PAT (Advanced Level) Practise 1086 Tree Traversals Again (25)

1086. Tree Traversals Again (25)

时间限制

200 ms

内存限制

65536 kB

代码长度限制

16000 B

判题程序

Standard

作者

CHEN, Yue

An inorder binary tree traversal can be implemented in a non-recursive way with a stack. For example, suppose that when a 6-node binary tree (with the keys numbered from 1 to 6) is traversed, the stack operations are: push(1); push(2); push(3); pop(); pop(); push(4); pop(); pop(); push(5); push(6); pop(); pop(). Then a unique binary tree (shown in Figure 1) can be generated from this sequence of operations. Your task is to give the postorder traversal sequence of this tree.

Figure 1

Input Specification:

Each input file contains one test case.
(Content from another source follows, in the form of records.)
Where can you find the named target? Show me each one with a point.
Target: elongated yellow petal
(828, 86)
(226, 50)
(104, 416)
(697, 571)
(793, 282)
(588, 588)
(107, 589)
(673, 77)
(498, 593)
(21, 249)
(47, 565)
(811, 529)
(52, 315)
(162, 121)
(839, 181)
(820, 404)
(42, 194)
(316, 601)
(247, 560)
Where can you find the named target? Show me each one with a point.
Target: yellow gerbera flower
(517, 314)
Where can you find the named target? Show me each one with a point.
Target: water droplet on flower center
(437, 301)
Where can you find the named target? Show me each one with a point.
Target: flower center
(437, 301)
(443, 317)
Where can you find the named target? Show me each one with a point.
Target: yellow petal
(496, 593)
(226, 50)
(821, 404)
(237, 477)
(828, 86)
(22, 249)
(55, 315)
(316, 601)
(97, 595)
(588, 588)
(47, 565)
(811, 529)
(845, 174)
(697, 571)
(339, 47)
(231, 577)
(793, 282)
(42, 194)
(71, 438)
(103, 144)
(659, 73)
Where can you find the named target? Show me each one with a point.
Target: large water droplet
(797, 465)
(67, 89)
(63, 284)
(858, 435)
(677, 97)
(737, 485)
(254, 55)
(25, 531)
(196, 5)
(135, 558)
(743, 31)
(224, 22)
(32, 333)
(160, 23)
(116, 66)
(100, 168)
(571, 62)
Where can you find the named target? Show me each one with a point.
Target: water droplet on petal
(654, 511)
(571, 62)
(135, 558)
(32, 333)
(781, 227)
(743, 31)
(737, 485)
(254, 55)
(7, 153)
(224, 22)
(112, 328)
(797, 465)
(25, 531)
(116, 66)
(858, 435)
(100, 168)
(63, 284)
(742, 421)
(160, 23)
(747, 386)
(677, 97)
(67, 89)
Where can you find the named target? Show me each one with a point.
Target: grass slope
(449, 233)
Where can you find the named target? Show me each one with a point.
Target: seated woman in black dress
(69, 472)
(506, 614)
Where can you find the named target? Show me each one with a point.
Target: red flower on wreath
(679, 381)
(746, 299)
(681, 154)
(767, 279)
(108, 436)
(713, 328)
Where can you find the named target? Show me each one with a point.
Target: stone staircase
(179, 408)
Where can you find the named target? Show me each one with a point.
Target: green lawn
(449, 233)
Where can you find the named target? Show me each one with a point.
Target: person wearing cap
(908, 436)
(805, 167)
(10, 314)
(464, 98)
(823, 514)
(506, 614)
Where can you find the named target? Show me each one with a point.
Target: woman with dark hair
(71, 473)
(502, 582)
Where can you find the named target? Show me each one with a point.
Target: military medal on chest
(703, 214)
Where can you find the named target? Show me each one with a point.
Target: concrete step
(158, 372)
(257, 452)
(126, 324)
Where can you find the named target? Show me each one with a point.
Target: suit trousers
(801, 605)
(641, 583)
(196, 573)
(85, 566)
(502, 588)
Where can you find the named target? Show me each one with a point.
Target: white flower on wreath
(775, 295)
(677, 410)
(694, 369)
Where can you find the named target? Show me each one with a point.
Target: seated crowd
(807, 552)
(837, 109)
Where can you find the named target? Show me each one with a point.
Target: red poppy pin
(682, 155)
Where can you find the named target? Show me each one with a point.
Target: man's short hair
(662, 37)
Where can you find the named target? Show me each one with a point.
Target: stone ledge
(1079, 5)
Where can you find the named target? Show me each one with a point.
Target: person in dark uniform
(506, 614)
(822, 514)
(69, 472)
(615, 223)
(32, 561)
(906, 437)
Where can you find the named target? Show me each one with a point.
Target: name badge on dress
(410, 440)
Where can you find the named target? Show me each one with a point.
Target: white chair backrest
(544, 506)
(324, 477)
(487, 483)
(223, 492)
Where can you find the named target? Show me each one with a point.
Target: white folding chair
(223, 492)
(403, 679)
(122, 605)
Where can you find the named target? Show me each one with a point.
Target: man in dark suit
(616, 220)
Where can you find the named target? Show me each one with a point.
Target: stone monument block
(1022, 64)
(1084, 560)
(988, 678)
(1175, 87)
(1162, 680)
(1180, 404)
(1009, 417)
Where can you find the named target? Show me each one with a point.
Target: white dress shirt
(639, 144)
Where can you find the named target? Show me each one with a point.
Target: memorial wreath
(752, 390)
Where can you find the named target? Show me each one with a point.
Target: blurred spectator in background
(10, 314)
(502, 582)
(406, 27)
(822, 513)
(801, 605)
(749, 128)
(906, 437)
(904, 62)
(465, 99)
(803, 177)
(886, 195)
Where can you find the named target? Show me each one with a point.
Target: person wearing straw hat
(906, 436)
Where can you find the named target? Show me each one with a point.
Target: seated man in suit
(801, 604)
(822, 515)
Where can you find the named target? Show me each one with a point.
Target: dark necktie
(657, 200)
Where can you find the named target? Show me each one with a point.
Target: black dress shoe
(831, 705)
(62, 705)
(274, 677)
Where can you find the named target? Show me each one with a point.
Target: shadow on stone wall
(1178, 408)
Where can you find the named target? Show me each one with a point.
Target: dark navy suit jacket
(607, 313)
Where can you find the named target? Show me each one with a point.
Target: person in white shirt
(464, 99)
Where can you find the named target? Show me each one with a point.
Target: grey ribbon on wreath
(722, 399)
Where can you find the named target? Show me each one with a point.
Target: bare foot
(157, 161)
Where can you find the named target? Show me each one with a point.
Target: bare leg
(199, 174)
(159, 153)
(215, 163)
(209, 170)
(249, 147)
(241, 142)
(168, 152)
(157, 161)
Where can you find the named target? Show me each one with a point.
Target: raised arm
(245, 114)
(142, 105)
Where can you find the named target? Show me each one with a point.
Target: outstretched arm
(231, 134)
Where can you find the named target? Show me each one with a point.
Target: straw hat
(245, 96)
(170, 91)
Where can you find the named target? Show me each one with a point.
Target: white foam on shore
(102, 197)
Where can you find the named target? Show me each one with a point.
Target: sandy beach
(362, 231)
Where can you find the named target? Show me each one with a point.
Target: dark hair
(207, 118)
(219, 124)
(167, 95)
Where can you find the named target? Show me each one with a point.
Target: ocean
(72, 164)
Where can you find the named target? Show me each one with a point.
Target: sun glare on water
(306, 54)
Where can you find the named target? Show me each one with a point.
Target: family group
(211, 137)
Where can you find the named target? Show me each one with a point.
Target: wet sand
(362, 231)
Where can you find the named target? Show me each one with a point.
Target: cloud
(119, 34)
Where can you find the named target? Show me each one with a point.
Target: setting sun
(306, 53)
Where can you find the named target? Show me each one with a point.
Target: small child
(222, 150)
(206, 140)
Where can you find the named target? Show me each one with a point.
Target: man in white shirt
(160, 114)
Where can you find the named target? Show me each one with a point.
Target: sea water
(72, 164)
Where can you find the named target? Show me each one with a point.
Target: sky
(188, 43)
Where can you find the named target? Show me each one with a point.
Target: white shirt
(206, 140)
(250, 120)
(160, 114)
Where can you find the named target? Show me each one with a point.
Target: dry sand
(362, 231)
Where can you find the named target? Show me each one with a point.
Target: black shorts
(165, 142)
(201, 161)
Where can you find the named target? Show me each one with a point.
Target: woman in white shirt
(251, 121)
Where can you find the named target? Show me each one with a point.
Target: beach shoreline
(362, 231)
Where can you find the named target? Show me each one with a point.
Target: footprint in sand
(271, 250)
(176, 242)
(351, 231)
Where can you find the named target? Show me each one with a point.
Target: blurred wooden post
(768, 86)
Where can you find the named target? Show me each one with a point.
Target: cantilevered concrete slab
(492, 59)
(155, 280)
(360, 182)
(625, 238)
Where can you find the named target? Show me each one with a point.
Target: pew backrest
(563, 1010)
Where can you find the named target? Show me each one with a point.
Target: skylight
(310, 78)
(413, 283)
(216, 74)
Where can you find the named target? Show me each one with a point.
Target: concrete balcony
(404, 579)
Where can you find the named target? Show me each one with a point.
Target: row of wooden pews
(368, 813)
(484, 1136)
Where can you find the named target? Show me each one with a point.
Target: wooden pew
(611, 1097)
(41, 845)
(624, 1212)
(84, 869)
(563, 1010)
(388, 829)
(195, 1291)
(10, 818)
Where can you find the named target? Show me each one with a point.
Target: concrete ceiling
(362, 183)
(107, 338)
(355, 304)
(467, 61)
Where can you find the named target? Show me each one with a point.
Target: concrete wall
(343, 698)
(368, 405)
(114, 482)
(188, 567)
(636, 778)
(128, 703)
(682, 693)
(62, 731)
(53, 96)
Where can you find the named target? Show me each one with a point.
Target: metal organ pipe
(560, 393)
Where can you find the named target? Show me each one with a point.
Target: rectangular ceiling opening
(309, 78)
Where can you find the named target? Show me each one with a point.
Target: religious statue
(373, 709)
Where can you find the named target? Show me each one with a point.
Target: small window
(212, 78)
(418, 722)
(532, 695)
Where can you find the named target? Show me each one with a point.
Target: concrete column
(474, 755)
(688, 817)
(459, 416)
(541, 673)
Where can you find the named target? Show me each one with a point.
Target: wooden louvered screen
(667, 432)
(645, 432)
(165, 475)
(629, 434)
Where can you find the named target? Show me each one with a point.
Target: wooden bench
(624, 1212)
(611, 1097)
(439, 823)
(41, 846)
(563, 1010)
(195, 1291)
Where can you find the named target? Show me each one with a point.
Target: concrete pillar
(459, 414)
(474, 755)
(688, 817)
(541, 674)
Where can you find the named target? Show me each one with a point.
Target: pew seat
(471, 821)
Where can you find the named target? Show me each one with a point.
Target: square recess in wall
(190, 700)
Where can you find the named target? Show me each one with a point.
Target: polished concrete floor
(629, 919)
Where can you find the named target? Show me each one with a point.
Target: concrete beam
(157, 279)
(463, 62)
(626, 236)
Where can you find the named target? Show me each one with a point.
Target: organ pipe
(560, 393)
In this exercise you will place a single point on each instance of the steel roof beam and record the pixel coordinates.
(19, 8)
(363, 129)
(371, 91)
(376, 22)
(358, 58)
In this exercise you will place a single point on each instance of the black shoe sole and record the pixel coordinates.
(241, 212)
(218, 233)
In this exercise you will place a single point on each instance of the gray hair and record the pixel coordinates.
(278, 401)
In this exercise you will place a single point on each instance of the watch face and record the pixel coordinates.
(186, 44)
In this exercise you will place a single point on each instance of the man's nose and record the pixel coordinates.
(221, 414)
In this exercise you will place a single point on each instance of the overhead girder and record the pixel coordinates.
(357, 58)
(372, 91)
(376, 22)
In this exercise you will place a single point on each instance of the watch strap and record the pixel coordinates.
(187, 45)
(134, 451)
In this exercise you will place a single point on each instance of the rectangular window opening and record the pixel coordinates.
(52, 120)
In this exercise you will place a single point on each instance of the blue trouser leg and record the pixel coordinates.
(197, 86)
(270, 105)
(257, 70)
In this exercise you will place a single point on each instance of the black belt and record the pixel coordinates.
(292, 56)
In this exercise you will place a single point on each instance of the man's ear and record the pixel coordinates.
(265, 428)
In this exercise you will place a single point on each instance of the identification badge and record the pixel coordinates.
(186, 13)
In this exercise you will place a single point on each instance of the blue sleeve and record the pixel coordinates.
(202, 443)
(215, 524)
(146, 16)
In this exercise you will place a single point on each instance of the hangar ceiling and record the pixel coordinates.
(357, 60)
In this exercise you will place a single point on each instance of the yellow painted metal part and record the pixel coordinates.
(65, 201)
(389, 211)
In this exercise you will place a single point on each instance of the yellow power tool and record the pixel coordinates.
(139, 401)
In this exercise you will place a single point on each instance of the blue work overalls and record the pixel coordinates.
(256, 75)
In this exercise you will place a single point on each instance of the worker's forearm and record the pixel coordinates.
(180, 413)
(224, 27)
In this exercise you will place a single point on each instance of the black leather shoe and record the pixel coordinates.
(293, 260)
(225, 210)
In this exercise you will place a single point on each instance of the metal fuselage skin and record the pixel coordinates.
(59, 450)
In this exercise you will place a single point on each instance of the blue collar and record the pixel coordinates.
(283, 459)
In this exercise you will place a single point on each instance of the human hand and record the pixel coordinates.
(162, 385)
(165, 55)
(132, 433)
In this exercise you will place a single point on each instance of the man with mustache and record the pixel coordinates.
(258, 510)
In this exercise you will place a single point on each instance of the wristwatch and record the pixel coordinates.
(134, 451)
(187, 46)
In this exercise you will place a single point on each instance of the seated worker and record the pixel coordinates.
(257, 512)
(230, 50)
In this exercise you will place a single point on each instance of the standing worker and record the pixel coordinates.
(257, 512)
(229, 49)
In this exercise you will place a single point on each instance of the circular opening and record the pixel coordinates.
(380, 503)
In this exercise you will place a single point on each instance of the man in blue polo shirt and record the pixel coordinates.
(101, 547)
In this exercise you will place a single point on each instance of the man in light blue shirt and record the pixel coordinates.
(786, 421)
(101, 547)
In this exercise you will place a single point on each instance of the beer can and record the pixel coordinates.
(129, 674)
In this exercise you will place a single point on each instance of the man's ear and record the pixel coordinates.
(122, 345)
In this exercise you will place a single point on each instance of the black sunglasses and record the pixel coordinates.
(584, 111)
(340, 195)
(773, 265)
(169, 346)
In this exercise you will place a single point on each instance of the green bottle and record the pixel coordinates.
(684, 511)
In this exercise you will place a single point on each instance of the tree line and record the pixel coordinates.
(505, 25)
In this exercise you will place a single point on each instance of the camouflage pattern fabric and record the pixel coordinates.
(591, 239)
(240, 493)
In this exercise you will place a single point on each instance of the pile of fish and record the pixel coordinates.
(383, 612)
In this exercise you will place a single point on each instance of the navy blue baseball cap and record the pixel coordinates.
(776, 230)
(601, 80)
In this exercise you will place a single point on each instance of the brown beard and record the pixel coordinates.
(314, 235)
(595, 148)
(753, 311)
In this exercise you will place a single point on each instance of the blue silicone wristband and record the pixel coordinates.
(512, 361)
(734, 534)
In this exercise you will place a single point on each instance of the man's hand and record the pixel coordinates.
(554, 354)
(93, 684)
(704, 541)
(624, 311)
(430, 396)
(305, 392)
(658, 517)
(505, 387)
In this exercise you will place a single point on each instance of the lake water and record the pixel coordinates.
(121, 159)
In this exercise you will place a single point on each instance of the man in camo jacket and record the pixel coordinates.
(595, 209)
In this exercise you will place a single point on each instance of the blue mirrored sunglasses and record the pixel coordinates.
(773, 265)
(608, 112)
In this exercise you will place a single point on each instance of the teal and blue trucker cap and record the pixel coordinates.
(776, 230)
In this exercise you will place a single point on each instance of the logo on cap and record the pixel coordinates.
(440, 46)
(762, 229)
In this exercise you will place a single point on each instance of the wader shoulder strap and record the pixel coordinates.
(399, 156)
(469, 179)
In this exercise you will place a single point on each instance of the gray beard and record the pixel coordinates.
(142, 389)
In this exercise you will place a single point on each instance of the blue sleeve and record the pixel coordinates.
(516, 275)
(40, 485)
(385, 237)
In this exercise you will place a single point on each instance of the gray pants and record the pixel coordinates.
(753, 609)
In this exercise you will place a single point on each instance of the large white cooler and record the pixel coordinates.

For each case, the first line contains a positive integer N (<=30) which is the total number of nodes in a tree (and hence the nodes are numbered from 1 to N). Then 2N lines follow, each describes a stack operation in the format: "Push X" where X is the index of the node being pushed onto the stack; or "Pop" meaning to pop one node from the stack.

Output Specification:

For each test case, print the postorder traversal sequence of the corresponding tree in one line. A solution is guaranteed to exist. All the numbers must be separated by exactly one space, and there must be no extra space at the end of the line.

Sample Input:

6
Push 1
Push 2
Push 3
Pop
Pop
Push 4
Pop
Pop
Push 5
Push 6
Pop
Pop

Sample Output:

3 4 2 6 5 1

题意：通过栈操作构建出一棵树，并输出它的后序遍历

#include <iostream>
#include <cstdio>
#include <cstring>
#include <string>
#include <algorithm>
#include <cmath>
#include <map>
#include <set>
#include <stack>
#include <queue>
#include <vector>
#include <bitset>

using namespace std;

#define LL long long
const int INF = 0x3f3f3f3f;

int n,x,a[35][2],flag;
char ch[10];

void dfs(int k)
{
    if(a[k][0]!=-1) dfs(a[k][0]);
    if(a[k][1]!=-1) dfs(a[k][1]);
    if(flag) printf("%d",k);
    else printf(" %d",k);
    flag=0;
}

int main()
{
    while(~scanf("%d",&n))
    {
        memset(a,-1,sizeof a);
        stack<int>s;
        int root=-1,pre;
        for(int i=1;i<=n*2;i++)
        {
            scanf("%s",ch);
            if(!strcmp(ch,"Push"))
            {
                scanf("%d",&x);
                if(root==-1) {root=x;s.push(x);continue;}
                if(!s.empty()&&a[s.top()][0]==-1) a[s.top()][0]=x;
                else a[pre][1]=x;
                s.push(x);
            }
            else
            {
                pre=s.top();
                s.pop();
            }
        }
        flag=1;
        dfs(root);
        printf("\n");
    }
    return 0;
}